Latin word meaning "the praise of a person or thing"

Encomium (: encomia) is a Latin word deriving from the Ancient Greek enkomion (ἐγκώμιον), meaning "the praise of a person or thing." Another Latin equivalent is laudatio, a speech in praise of someone or something.

Originally it was the song sung by the chorus at the κῶμος, or festal procession, held at the Panhellenic Games in honour of the victor, either on the day of his victory or on its anniversary. The word came afterwards to denote any song written in celebration of distinguished persons, and in later times any spoken or written panegyric whatever.

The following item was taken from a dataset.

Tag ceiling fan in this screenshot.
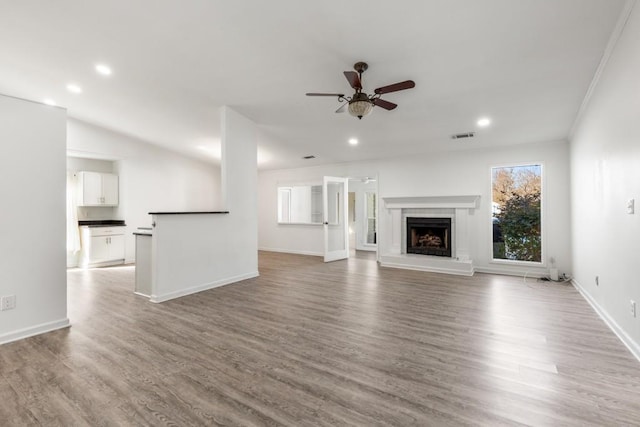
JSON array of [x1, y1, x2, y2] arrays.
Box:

Encomium also refers to several distinct aspects of rhetoric:

- A general category of oratory
- A method within rhetorical pedagogy
- A figure of speech praising a person or thing, but occurring on a smaller scale than an entire speech
- The eighth exercise in the progymnasmata series
- A literary genre that included five elements: prologue, birth and upbringing, acts of the person's life, comparisons used to praise the subject, and an epilogue
- The basilikos logos (imperial encomium), a formal genre in the Byzantine empire

The classical model of the encomium typically followed the form:

1. Exordium: Call the audience to virtue and rouse them to imitation of the thing praised.
2. Praise the subject's "stock," including their people, country, ancestors, and parents.
3. Praise the subject's education, artistic talent, and training in laws.
4. Praise the subject's deeds, such as their excellencies of mind, body, and fortune.
5. Favorably compare the subject to another figure commonly understood to be virtuous or praiseworthy.
6. Conclude with an exhortation or final emulation.

==Examples==
- Gorgias' famous Encomium of Helen offers several justifications for excusing Helen of Troy's adultery
- In Erasmus' In Praise of Folly, Folly composes an encomium to herself
- De Pippini regis Victoria Avarica is a medieval encomium of the victory of Pepin of Italy over the Avars
- Encomium Emmae Reginae is a medieval encomium of Queen Emma of Normandy
- Laudes Mediolanensis civitatis or Versum de Mediolano civitate is a medieval encomium of Milan
- Versus de Verona is a medieval encomium of Verona
- Polychronion is chanted in the liturgy of Churches which follow the Byzantine Rite
- Paul the Apostle uses a kind of encomium in his praise of love, in 1 Corinthians 13; the prologue is verses 1–3, acts are v. 4–7, comparison is v. 8–12, and epilogue is 13:13–14:1.